When oral therapy for type 2 diabetes is ineffective, adding basal insulin improves glycemic control. However, when glycated hemoglobin (HbA1c) remains elevated because of postprandial hyperglycemia, the next therapeutic step is controversial. We examined the efficacy and safety of lixisenatide in patients with HbA1c still elevated after initiation of insulin glargine.RESEARCH DESIGN AND METHODS
This double-blind, parallel-group trial enrolled patients with HbA1c 7–10% despite oral therapy. Insulin glargine was added and systematically titrated during a 12-week run-in, after which candidates with fasting glucose ≤7.8 mmol/L and HbA1c 7–9% were randomized to lixisenatide 20 µg or placebo for 24 weeks while insulin titration continued. The primary end point was HbA1c change after randomization.RESULTS
The randomized population (n = 446) had mean diabetes duration of 9.2 years, BMI 31.8 kg/m2, and daily glargine dosage of 44 units.

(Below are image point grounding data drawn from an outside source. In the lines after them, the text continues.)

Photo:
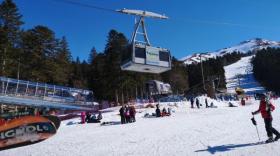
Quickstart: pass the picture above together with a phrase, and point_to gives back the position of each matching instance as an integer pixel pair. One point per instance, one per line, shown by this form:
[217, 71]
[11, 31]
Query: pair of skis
[27, 130]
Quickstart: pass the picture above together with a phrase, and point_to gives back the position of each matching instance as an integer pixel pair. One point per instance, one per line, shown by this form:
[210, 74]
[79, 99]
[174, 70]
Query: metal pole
[36, 89]
[17, 86]
[45, 90]
[201, 66]
[26, 87]
[7, 86]
[258, 133]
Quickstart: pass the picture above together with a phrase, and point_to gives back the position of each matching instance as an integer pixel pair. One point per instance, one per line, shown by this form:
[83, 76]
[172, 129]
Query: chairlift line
[142, 13]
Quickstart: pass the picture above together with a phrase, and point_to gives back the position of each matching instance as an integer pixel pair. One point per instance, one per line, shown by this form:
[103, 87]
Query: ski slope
[241, 73]
[188, 132]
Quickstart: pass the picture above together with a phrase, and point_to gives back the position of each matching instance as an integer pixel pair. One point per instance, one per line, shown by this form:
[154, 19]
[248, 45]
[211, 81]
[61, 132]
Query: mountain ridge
[252, 45]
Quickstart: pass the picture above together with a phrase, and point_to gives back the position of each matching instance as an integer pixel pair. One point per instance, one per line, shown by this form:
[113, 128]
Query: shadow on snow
[229, 147]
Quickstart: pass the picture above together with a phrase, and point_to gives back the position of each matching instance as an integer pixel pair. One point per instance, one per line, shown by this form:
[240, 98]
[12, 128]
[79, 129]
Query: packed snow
[205, 131]
[240, 74]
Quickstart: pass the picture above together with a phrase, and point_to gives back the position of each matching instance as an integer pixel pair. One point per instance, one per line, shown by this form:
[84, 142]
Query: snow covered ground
[241, 72]
[212, 131]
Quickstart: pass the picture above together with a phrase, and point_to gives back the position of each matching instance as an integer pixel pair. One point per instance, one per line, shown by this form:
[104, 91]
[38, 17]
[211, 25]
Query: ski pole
[255, 123]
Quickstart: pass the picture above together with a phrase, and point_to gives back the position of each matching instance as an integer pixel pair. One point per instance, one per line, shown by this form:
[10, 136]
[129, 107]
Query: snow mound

HbA1c had decreased during run-in from 8.6 to 7.6%; adding lixisenatide further reduced HbA1c by 0.71 vs. 0.40% with placebo (least squares mean difference, –0.32%; 95% CI, –0.46 to –0.17; P < 0.0001). More participants attained HbA1c <7% with lixisenatide (56 vs. 39%; P < 0.0001). Lixisenatide reduced plasma glucose 2 h after a standardized breakfast (difference vs. placebo –3.2 mmol/L; P < 0.0001) and had a favorable effect on body weight (difference vs. placebo –0.89 kg; P = 0.0012). Nausea, vomiting, and symptomatic hypoglycemia <3.3 mmol/L were more common with lixisenatide.CONCLUSIONS
Adding lixisenatide to insulin glargine improved overall and postprandial hyperglycemia and deserves consideration as an alternative to prandial insulin for patients not reaching HbA1c goals with recently initiated basal insulin.